By taking the time to detail the day-to-day struggles of a desperately poor family, Nair adds power to the girl’s efforts to maneuver around the board. Memorable songs like “My Favorite Things,” “Do-Re-Mi” and the title number help her do it.
The goofy 1977 musical comedy turns into a sincere drama about an orphaned wild child (Oakes Fegley) who befriends a big green dragon in the Pacific Northwest.
The technical and artistic contributions are first-rate all around, none greater than the songs by Howard Ashman and Alan Menken, which include “Be Our Guest” and the title number. The movie bombed on initial release, but our critic praised it as Walt Disney’s “ “ With the future in peril, Wolverine (Hugh Jackman) is sent back to 1973 to stop events that will lead to the extinction of man and mutant alike. Set between the events of “Episode II: Attack of the Clones” and “Episode III: Revenge of the Sith,” the show has filled in gaps in the mythology, turned bounty hunters and clones into real characters and added substance to the relationship between Anakin Skywalker and Padmé Amidala.

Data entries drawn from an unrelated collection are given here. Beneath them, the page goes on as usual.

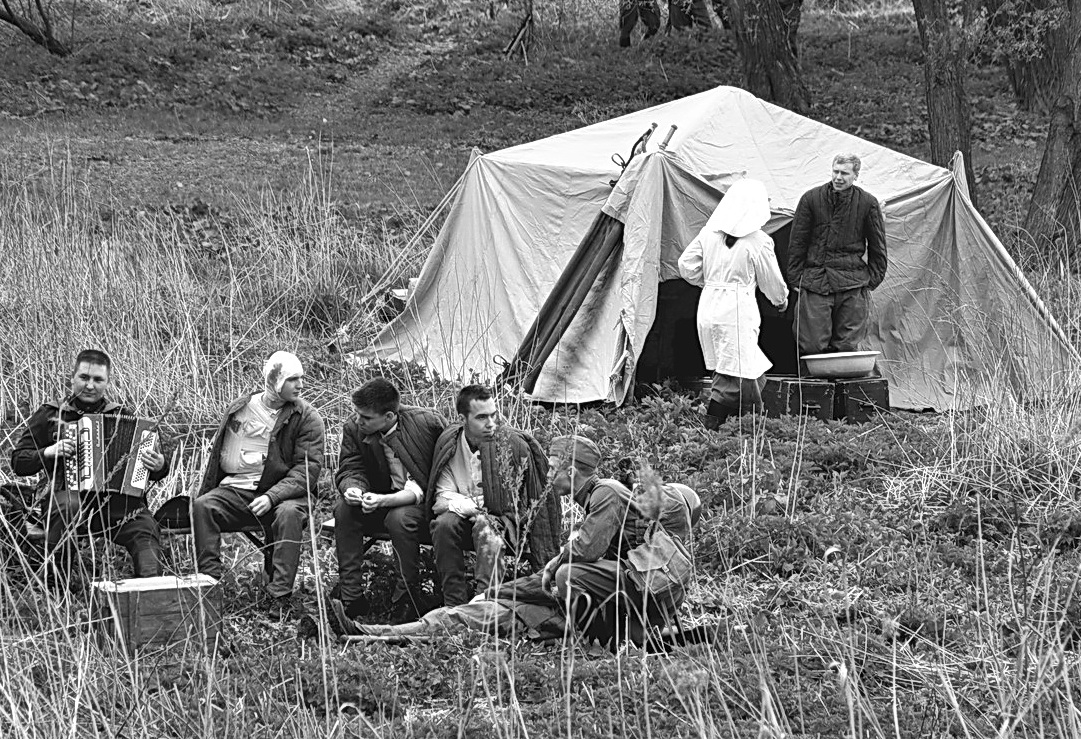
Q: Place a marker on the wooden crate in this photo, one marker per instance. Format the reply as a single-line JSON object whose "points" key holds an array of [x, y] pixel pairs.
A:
{"points": [[861, 400], [798, 397], [158, 610]]}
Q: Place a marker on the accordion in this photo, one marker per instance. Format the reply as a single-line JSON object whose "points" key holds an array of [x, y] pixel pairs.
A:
{"points": [[107, 454]]}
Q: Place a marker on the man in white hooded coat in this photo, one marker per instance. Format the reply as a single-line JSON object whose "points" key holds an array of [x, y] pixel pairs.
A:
{"points": [[731, 257]]}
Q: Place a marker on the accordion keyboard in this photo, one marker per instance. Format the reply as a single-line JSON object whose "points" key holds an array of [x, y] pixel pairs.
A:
{"points": [[148, 440]]}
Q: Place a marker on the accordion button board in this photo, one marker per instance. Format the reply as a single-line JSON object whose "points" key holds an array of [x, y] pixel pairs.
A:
{"points": [[107, 456]]}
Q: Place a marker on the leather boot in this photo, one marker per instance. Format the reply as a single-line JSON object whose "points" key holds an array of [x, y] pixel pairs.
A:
{"points": [[716, 415]]}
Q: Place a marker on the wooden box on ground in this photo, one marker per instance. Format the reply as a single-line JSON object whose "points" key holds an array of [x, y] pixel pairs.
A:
{"points": [[158, 610], [798, 397], [861, 399]]}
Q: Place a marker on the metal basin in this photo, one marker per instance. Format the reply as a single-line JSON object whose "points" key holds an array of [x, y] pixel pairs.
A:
{"points": [[841, 364]]}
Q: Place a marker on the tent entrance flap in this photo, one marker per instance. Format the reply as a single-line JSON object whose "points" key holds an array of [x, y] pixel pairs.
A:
{"points": [[601, 244], [671, 349], [674, 351]]}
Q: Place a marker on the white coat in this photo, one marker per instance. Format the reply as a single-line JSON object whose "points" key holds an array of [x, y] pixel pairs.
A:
{"points": [[728, 312]]}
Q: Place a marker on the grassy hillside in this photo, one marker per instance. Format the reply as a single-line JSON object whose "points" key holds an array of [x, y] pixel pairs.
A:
{"points": [[203, 183]]}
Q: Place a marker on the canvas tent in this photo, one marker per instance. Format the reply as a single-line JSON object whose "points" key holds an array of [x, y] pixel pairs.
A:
{"points": [[956, 321]]}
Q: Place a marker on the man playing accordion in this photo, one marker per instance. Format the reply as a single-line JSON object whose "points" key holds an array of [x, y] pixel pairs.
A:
{"points": [[47, 447]]}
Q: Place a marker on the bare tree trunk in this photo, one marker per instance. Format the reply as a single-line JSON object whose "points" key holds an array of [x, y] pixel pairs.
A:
{"points": [[1054, 213], [765, 36], [945, 66], [28, 23]]}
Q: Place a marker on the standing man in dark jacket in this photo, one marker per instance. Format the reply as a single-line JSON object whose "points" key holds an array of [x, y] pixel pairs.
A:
{"points": [[486, 492], [43, 447], [384, 470], [264, 466], [836, 257]]}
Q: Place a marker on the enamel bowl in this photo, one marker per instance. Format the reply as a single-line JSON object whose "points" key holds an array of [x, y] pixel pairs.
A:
{"points": [[841, 364]]}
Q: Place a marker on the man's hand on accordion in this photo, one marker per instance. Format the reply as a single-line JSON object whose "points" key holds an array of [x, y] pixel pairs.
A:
{"points": [[64, 447], [152, 459]]}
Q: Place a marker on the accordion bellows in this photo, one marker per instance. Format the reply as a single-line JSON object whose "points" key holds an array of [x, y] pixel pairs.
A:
{"points": [[107, 454]]}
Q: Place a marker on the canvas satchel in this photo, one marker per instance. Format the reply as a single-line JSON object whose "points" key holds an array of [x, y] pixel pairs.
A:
{"points": [[659, 566]]}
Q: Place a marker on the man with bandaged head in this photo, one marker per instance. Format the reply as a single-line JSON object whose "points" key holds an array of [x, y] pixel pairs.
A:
{"points": [[264, 466], [590, 572], [587, 579]]}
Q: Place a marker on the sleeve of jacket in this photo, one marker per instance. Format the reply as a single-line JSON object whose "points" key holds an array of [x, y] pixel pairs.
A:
{"points": [[799, 240], [875, 236], [603, 520], [303, 477], [424, 456], [440, 458], [545, 518], [352, 471], [691, 264], [768, 272], [26, 458]]}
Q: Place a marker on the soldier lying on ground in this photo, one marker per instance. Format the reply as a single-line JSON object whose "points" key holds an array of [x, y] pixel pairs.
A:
{"points": [[590, 575]]}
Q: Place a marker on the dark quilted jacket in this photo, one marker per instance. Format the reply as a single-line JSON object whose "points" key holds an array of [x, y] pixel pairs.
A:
{"points": [[362, 464], [294, 458], [515, 477], [827, 245]]}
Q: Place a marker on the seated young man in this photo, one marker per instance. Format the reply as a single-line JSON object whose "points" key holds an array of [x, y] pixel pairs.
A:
{"points": [[485, 478], [383, 472], [263, 468], [43, 447], [589, 574]]}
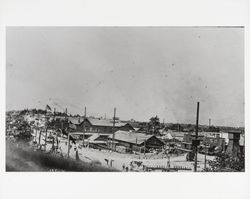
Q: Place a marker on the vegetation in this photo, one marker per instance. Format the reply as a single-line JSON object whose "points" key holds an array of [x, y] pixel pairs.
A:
{"points": [[225, 162], [154, 125]]}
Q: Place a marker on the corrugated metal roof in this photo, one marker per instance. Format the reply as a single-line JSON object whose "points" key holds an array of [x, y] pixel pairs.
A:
{"points": [[105, 122], [76, 120], [131, 137]]}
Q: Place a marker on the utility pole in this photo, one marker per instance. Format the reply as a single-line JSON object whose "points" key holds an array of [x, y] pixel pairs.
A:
{"points": [[196, 137], [39, 141], [45, 140], [83, 138], [68, 144], [113, 130], [205, 162]]}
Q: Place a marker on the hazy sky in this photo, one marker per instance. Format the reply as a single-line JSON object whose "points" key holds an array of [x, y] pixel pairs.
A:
{"points": [[142, 71]]}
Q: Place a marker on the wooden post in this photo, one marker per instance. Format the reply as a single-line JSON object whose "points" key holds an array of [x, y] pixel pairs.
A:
{"points": [[144, 147], [39, 141], [83, 138], [205, 162], [68, 144], [45, 140], [113, 130], [196, 137]]}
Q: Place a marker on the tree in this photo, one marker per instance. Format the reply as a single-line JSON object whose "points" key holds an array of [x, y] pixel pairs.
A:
{"points": [[226, 162], [24, 131], [154, 125]]}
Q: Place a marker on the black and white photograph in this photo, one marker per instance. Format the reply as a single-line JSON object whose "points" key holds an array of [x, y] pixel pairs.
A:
{"points": [[125, 99]]}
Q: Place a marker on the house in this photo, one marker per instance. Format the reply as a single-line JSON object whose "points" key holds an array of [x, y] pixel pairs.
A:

Wes Anderson’s first foray into animation applies the visual precision, melancholy and wit of his live-action features to a Roald Dahl novel about a sophisticated fox (voiced by George Clooney) who nonetheless taps his primitive nature to raid the poultry farms of Boggis, Bunce and Bean. Disney live-action films don’t exactly have a tradition of gritty realism, but with “Queen of Katwe,” the director Mira Nair scrapes some of the gloss off the rousing true story of a Ugandan girl whose prodigious gifts as a chess player allow her to see the world beyond a Kampala slum. Fans of the original “Star Wars” trilogy scoffed at the prequels, but for a generation of children, the prequels were their own obsession, and the animated series “Star Wars: The Clone Wars” has deepened the experience. The concept for this witty animated series is a James Bond twist on “Buffy the Vampire Slayer”: What if a teenage girl devoted her unique physical gifts toward fighting evil while also dealing with the pressures of high school? Taika Waititi’s “Thor: Ragnarok” offers just that, exploiting its hero’s good humor to maximum effect while offering a vamped-up Cate Blanchett as an all-powerful villain who plots to destroy his home planet, Asgard.